Le cormoran pygmée a paradé pour la première fois aux Grangettes.| L. Maumary
Le très attendu rapport annuel Pro Natura Vaud sur l’état de l’ornithologie dans la réserve des Grangettes vient de sortir. Établi avec le soutien de la Confédération et du Canton, le document couvre la saison de reproduction 2024 sur l’ensemble du site marécageux. Les rapports annuels ne traitaient jusqu’à présent que de la partie orientale de manière exhaustive, en y ajoutant les espèces rares de la partie occidentale. Les recensements ont été effectués par Romain Dupraz (ouest) et Lionel Maumary (est), sur 6 km2.
«L’événement le plus marquant a été l’estivage, puis l’hivernage d’un groupe de cormorans pygmées, pour la première fois au bord du Léman», annoncent les auteurs du rapport. On en a compté jusqu’à 13. Trois d’entre eux ont séjourné et paradé aux Grangettes jusqu’au 7 avril, le dernier ayant été observé jusqu’au 21 avril 2024. «Les séjours prolongés de ces oiseaux laissent présager d’une installation durable à l’avenir, pouvant déboucher sur une nidification», notent les deux spécialistes.
Moins de succès en revanche avec certains volatiles. «38 couples de mouettes rieuses et 45 de sternes pierregarins ont tenté de nicher sur les radeaux. Ils ont dû faire face à la prédation des corneilles noires. Un couple de grèbes à cou noir a niché sans succès aux Saviez. En revanche, deux couples de blongios nains y sont parvenus dans la nouvelle lagune, ainsi qu’au Gros Brasset.»
Dans leurs conclusions, les auteurs révèlent que le grèbe à cou noir semble maintenant bien établi, comme la cisticole des joncs. La quatrième nidification de l’Eider à duvet sur l’îlot n’a malheureusement pas abouti. Le débroussaillage et le décapage de marais montrent leurs effets en attirant de nombreux oiseaux migrateurs. «Le héron pourpré pourrait bientôt s’établir comme nicheur. La présence hivernale régulière de la Bouscarle de Cetti pourrait être le prélude à une nidification future.»

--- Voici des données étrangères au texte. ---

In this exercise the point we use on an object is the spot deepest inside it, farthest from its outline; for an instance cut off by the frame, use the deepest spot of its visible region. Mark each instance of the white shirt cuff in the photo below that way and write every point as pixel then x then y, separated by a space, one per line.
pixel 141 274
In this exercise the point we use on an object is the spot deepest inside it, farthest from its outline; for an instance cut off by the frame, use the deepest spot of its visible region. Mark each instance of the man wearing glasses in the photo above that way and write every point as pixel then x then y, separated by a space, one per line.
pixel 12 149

Nouveaux étangs et renouées
Dans le cadre du plan de gestion des Grangettes, l’État de Vaud «va procéder à la création de trois étangs, deux bassières (ndlr: dépression qui retient l’eau de pluie dans une terre labourée) et au curage d’un canal, dans une zone actuellement non exploitée à Noville». Les emplacements ont été choisis en fonction des autres lieux de reproduction de batraciens existants. La taille et la profondeur permettront de consolider les espèces d’amphibiens présents à proximité.

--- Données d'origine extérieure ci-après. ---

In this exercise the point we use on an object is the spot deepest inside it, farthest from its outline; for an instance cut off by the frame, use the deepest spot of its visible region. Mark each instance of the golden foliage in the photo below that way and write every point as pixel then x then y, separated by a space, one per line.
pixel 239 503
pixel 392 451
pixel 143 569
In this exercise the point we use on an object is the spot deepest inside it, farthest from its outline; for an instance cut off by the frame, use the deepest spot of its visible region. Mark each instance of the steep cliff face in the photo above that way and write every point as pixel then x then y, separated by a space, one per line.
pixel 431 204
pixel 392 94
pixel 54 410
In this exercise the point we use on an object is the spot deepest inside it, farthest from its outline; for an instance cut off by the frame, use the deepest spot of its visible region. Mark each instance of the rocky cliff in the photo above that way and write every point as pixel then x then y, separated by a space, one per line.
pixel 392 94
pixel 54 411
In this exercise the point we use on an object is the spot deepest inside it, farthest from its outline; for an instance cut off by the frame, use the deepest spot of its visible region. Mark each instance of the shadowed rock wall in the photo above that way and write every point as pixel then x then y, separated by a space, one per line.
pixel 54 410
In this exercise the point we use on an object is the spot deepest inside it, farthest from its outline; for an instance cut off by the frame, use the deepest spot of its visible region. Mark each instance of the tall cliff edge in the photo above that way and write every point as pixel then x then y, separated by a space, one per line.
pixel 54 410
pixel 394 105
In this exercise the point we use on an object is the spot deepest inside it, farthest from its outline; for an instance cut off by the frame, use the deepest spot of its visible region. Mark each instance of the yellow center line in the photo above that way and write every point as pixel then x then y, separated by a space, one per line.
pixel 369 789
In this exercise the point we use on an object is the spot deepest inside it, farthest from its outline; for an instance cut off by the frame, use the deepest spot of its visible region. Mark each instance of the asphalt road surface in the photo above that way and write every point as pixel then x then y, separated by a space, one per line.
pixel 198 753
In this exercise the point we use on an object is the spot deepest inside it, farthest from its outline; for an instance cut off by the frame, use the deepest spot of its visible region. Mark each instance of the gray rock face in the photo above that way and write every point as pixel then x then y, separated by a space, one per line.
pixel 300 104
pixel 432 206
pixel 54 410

Par ailleurs, au niveau communal, Noville, en partenariat avec l’Association pour la sauvegarde du Léman et Pro Natura, poursuit son engagement pour la préservation des rives du lac, en particulier aux Grangettes. Les autorités se sont fixé un objectif majeur: lutter contre les renouées, des plantes exotiques envahissantes qui menacent les écosystèmes locaux.
«Présentes sur les berges du Léman et ses affluents, ces espèces invasives empêchent le développement de la flore indigène. Leur prolifération constitue un enjeu environnemental reconnu à l’échelle européenne. Elles sont interdites en Suisse et en France. Des demi-journées de bénévolat sont organisées pour arracher ces plantes et redonner de l’espace à la nature (infos: www.lesgrangettes.ch).